The Chronicle of Higher Education, widely read in American universities, published a discussion of my book After the Terror on 24 October 2003. You can and should turn to this discussion before reading my reply below.


There are great goods, six by my way of counting. The lack or denial of them makes our lives bad or wretched. One of these goods is freedom and power, first of all of a people in a homeland. By our human natures we all desire these fundamental goods. Our equally inescapable rationality commits us to the principle of securing the goods for those who lack them when the alternative is improving lives that are already good.

This principle judges the omissions and acts of states, organizations and individuals in terms of whether they have the requisite consequences. There are in fact no moral reasons that do not have to do with such consequences at some level. Those reasons that seem otherwise, and are said not to have to do with consequences, say reasons of relationship or intrinsic good, are pretences in the aid of self-interest, sometimes vicious.

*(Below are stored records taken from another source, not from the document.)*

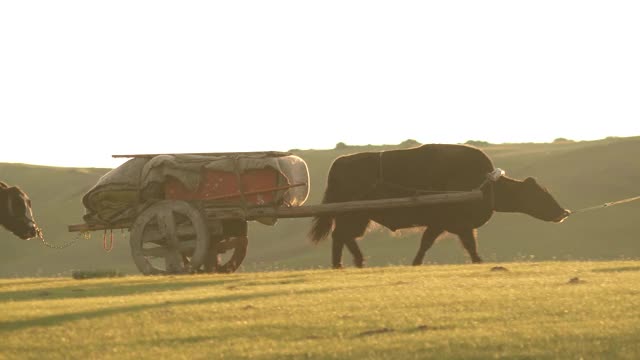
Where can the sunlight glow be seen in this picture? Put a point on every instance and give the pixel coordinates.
(80, 81)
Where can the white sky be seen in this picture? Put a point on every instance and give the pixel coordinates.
(81, 80)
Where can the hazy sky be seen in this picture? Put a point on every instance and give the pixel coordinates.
(81, 80)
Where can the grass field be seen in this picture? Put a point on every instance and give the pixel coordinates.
(579, 174)
(530, 310)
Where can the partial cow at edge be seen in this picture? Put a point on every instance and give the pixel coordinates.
(426, 169)
(15, 212)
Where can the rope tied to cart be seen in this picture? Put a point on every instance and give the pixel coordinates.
(607, 204)
(40, 235)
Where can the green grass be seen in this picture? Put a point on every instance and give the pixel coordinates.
(531, 311)
(579, 174)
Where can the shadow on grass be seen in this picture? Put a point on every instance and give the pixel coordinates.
(618, 269)
(61, 319)
(138, 287)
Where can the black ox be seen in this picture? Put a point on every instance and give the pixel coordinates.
(15, 212)
(421, 170)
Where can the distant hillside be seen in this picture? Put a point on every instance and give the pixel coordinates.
(579, 174)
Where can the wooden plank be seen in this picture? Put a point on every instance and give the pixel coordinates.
(248, 153)
(97, 227)
(338, 208)
(246, 193)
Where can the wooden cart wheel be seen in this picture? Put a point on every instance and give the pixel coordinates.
(171, 237)
(237, 246)
(227, 247)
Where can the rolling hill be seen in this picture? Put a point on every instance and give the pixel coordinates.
(579, 174)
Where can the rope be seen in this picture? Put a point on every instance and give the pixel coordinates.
(107, 246)
(609, 204)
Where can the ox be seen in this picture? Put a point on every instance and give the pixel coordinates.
(426, 169)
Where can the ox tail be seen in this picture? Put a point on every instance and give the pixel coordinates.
(322, 224)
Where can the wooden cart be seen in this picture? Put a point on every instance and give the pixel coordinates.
(186, 236)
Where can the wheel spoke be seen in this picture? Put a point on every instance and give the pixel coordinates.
(167, 226)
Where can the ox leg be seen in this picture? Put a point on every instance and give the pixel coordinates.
(468, 239)
(428, 238)
(345, 232)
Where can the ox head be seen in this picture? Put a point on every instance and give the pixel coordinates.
(15, 212)
(528, 197)
(538, 202)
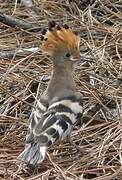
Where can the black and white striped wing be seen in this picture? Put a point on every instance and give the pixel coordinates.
(58, 121)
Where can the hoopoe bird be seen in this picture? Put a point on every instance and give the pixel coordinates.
(60, 106)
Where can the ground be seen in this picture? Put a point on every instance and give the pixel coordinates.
(24, 75)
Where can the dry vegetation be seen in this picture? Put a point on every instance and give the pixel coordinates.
(24, 74)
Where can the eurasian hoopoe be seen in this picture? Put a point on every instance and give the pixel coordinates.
(60, 107)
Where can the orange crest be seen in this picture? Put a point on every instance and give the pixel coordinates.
(60, 38)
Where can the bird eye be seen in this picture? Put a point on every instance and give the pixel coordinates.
(68, 54)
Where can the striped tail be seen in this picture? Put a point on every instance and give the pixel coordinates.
(33, 154)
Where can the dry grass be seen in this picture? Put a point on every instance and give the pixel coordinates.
(99, 80)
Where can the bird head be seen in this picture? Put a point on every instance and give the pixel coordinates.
(61, 43)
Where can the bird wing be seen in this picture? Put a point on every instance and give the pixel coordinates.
(36, 116)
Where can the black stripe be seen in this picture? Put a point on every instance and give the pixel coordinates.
(56, 136)
(44, 102)
(51, 131)
(79, 115)
(65, 118)
(72, 98)
(62, 108)
(52, 119)
(42, 139)
(63, 124)
(32, 122)
(49, 143)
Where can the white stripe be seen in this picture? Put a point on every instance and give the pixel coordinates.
(41, 106)
(71, 116)
(35, 117)
(74, 106)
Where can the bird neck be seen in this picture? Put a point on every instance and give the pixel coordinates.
(61, 80)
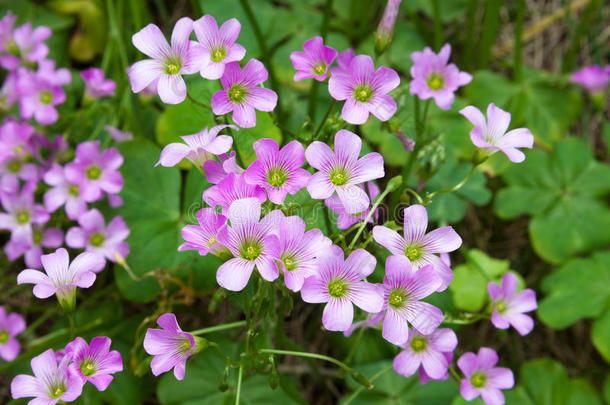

In the last quarter of the 19th Century, there were about 50 times as many Palestinians as Jews in Palestine. After World II, when the United Nations rightly resolved to make a place for the Jews out of a part of Palestine, there were equal numbers of Jews and Palestinians in that part, and 80 times as many Palestinians as Jews in the other part. There is now a Jewish state violating the remaining homeland of the remaining Palestinians. The wrong or evil of this is not reduced by selected pieces of recent history, let alone the absolute irrelevance of ancient history.

It would be wanton not to give to terrorism that name, its awful name. It is as wanton not to see that it may also be self-defence, resistance to ethnic cleansing, a response to state-terrorism, a maddened hope of of safeguarding the existence together of a people -- terrorism for humanity. To proceed as if terrorism can be condemned by definition is as idle as supposing that profit can be condemned by definition. It forgets, for a start, the justified terrorism that was judged necessary to the justified founding of the state of Israel.

Consider two acts of killing now. The first is by a Palestinian suicide-bomber of an Israeli civilian. The second is by an Israeli in a helicopter-gunship, of a Palestinian civilian by chance near the car of a Hamas terrorist. Each killer says that if he could, he would have avoided killing a civilian in advancing the cause he supports. In place of our being selectively horrified, it is necessary to think of the decency or indecency of the two causes, of the nature of intention and double-intention, and of the categories of clear innocents, half-innocents, unengaged combatants, and non-combatants.

The preceding paragraphs summarize parts of an argument in moral philosophy that takes euphemism to be a greater damage to truth than propaganda. It is an argument for the conclusion that the Palestinians do have a moral right to something to which the state of Israel also claims a moral right, implicitly and explicitly. That thing is killing.

Richard Wolin's reply to the argument in The Chronicle calls out for attention.

It is inconceivable, against ordinary moral intelligence, to think that the argument can be dealt with by ignoring it, or by personal attack and insinuation, or by obiter dicta, although this appears to be Professor Wolin's view. There is no possibility of refuting the argument from a distance by considerations of law and the use of law. The law and uses of it, as every day demonstrates, are subject to moral question and judgement. There has never been any serious dispute about this in the history of philosophy or of anything else.

Nor is there a hope of a quick refutation of the argument in terms of innocents. The whole history of war and of the several kinds of terrorism has been the taking of somehow innocent lives among others in order to forward political ends. Reflection on war has been replete with acceptance of what has only lately been called collateral damage.

But leave this matter of Professor Wolin's general approach to my argument. Consider a selection of his particular propositions against me.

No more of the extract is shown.